Since then, New York Theatre Workshop has been inundated by journalists from around the world who are intent on finding out what Kushner, one of America's most outspoken contemporary playwrights, has to say about the place his country has been bombing for the past two months. The production, which has already been extended to Feb. 10, is virtually sold out.
But the creative team behind the New York Theatre Workshop production insists that there's nothing offensive or inflammatory about "Homebody/Kabul." "I don't think the play's at all controversial," says director Declan Donnellan. "Considering its subject matter, it is remarkably uncontroversial. Everyone wants it to be, but it isn't particularly politically controversial in any way."
Kushner originally conceived the work, which is set in London and Kabul in 1998, as a one-woman show. The opening act is a monologue in which a lonely middle-aged British woman -- the homebody -- reading from an outdated guidebook contemplates the tragic history of Afghanistan.
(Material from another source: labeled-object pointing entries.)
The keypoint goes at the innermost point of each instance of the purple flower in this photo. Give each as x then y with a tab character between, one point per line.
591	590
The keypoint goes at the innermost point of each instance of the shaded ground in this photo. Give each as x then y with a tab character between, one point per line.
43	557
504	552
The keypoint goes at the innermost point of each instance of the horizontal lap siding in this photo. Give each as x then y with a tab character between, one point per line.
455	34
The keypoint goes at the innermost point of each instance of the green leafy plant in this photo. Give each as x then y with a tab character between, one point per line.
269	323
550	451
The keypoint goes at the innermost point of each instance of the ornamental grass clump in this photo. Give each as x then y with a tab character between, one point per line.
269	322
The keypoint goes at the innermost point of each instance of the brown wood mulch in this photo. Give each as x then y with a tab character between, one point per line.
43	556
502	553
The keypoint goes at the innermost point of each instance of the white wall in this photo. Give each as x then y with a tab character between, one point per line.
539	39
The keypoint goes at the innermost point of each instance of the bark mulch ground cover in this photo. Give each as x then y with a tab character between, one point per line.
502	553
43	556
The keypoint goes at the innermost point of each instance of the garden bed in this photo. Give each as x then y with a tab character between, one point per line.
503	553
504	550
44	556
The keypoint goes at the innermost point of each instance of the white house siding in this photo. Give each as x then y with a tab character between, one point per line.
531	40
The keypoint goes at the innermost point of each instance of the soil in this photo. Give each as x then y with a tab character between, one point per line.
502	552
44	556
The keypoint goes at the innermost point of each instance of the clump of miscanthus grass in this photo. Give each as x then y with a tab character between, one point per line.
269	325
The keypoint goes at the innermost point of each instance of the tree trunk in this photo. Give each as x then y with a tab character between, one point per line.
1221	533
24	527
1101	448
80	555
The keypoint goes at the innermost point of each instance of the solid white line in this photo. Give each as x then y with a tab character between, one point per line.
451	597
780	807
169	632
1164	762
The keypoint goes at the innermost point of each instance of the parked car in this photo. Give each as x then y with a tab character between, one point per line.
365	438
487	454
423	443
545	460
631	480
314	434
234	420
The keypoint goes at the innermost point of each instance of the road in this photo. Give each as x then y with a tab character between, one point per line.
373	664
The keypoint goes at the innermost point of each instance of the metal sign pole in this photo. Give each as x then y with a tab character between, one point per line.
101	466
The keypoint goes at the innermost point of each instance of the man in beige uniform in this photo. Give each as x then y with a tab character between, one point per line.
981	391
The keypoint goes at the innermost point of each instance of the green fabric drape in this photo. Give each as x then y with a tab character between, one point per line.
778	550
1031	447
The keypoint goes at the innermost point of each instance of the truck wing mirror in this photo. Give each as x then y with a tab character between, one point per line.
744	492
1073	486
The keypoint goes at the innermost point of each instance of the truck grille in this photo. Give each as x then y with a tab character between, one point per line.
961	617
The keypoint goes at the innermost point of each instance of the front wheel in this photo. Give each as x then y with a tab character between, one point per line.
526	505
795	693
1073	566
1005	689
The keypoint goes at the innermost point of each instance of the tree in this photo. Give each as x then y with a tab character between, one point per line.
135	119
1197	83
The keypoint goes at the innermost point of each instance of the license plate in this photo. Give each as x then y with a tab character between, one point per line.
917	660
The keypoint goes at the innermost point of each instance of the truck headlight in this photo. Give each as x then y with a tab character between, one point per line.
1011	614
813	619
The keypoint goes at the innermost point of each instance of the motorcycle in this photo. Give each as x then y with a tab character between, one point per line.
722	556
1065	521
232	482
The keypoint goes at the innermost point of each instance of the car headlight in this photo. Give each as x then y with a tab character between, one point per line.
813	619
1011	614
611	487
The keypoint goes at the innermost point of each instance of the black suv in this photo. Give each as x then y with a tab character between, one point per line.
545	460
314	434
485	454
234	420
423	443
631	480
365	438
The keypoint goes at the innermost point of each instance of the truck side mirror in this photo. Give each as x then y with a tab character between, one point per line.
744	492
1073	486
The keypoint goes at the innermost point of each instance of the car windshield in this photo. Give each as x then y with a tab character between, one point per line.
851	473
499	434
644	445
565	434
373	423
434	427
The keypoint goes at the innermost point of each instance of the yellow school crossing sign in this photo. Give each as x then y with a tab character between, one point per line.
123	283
Her Afghan reverie is interspersed with references to her distant husband, her disconnected daughter and her own quest for Afghan hats, which she has bought in a tiny London shop run by a disfigured refugee. The remainder of the play depicts her husband and daughter as they visit Kabul in search of her body. Officials tell them she was beaten and literally torn apart by a mob for violating the Taliban laws. But, perhaps, she has merely abandoned her previous life, converted to Islam and disappeared.
"It's a very questioning play, a very searching play," says Kushner, who marvels at the "outrageous synchronicity" of the work's premiere and the U.S. military involvement in Afghanistan. "It was not really written to be a polemic during wartime. It really wasn't written to be heard in such a superheated atmosphere."
In the version of "Homebody/Kabul" currently in previews, various characters make reference to Osama bin Laden, a 1997 massacre of an estimated 2,000 Taliban soldiers by the army of an Uzbek warlord and the number of casualties of a 1998 U.S. bombing of a bin Laden training camp in Afghanistan.
In what may be the play's most stunning moment, an embittered Afghan woman rails against the world's indifference to the Taliban's reign of terror. "Where is America? You love the Taliban so much, bring them to New York," she rages. "Don't worry, they're coming to New York."
According to Donnellan, some members of the cast were concerned that the line might offend audiences here. "There was discussion about it," he says. "But, of course, the Taliban didn't come to New York. As far as I understand, it was al Qaeda, which is very different. That line is not that accurate. It's not some kind of funny Nostradamus thing."
Later, an Afghan character speaking to a British visitor asks, "What has the West ever brought us but misery?" He then adds, "Some of us would like to bring our misery to you."
The play was written long before Sept. 11, and Kushner says that none of it has been changed in light of the tragic events of that day.
"Some people think art shouldn't talk about things that are dangerous and of the moment," says the playwright. "Obviously I disagree with that, but I don't think anyone should make foreign policy because they've seen 'Homebody/Kabul.' "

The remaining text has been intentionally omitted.